Purchasing hardwood for your home is a big decision. Not only is it a huge investment that you’ll see every day for years to come, it’s a decision that can negatively impact the environment if you’re not careful. Homeowners have become increasingly aware of the sustainability of the wood going into their home in recent years. If you want to be sustainable but aren’t sure where to start, let’s review the basics of hardwood sustainability!
Why is Sustainability Important?
Much of the hardwood options for sale here in the US are actually harvested in different countries around the world. Buying unsustainable wood may not have a direct effect here, but it has a major impact where the wood originates from. Unsustainable wood is more likely to be linked to unfair labor laws, habitat destruction, environmental pollution, and more. Purchasing sustainable wood means purchasing wood that was grown and harvested in a way that causes minimal damage to animals, people, and the environment.
What Makes Certain Wood More Sustainable?
Wood that’s sustainable is harvested in a way that protects the land it was grown on. This means that new trees can be grown in place of the ones that were cut down. New trees give animals a new place to live and help remove carbon emissions from the air. Wood that’s unsustainably sourced is typically cut down with little regard for the land, animals, or environment. The baren land where trees once were will remain baren for years to come. Wood that’s sustainably sourced is cut down safely, new trees are replanted, and the area is maintained to ensure the new trees grow successfully. Sustainable wood harvesting also helps to avoid large barren areas where a forest used to be, so animals won’t be left stranded without a home.

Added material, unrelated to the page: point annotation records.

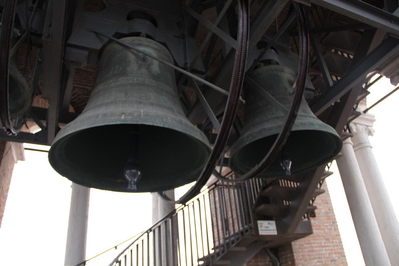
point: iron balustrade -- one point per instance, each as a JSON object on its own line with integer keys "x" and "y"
{"x": 198, "y": 233}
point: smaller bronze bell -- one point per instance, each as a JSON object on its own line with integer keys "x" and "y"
{"x": 310, "y": 144}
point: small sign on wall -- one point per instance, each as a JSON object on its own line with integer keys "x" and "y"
{"x": 267, "y": 228}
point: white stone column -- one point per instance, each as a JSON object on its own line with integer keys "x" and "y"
{"x": 75, "y": 252}
{"x": 371, "y": 243}
{"x": 382, "y": 206}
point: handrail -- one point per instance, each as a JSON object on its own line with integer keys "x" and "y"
{"x": 199, "y": 232}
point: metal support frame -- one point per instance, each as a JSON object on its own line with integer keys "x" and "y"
{"x": 384, "y": 51}
{"x": 363, "y": 12}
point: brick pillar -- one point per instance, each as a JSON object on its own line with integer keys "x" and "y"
{"x": 10, "y": 153}
{"x": 323, "y": 247}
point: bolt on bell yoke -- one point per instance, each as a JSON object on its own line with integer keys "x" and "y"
{"x": 133, "y": 135}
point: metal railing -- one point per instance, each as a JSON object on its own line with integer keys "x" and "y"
{"x": 198, "y": 233}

Sustainable Hardwood Options
The most sustainable hardwood options are the ones that come from fast-growing trees. Trees like pine regrow quickly, so it’s easy to replenish the wood that’s been harvested. Woods that have a longer life expectancy can be considered sustainable too. For example, oak has a very long lifespan in hardwood floors. That means you won’t need to replace it for many years and you’ll be creating less waste than you would with a softer wood. Oak trees take longer to regrow, but with the right care and attention, it can be done sustainably. The most important factor in determining if hardwood is sustainable or not is how and where it was harvested, not necessarily what type of wood it is.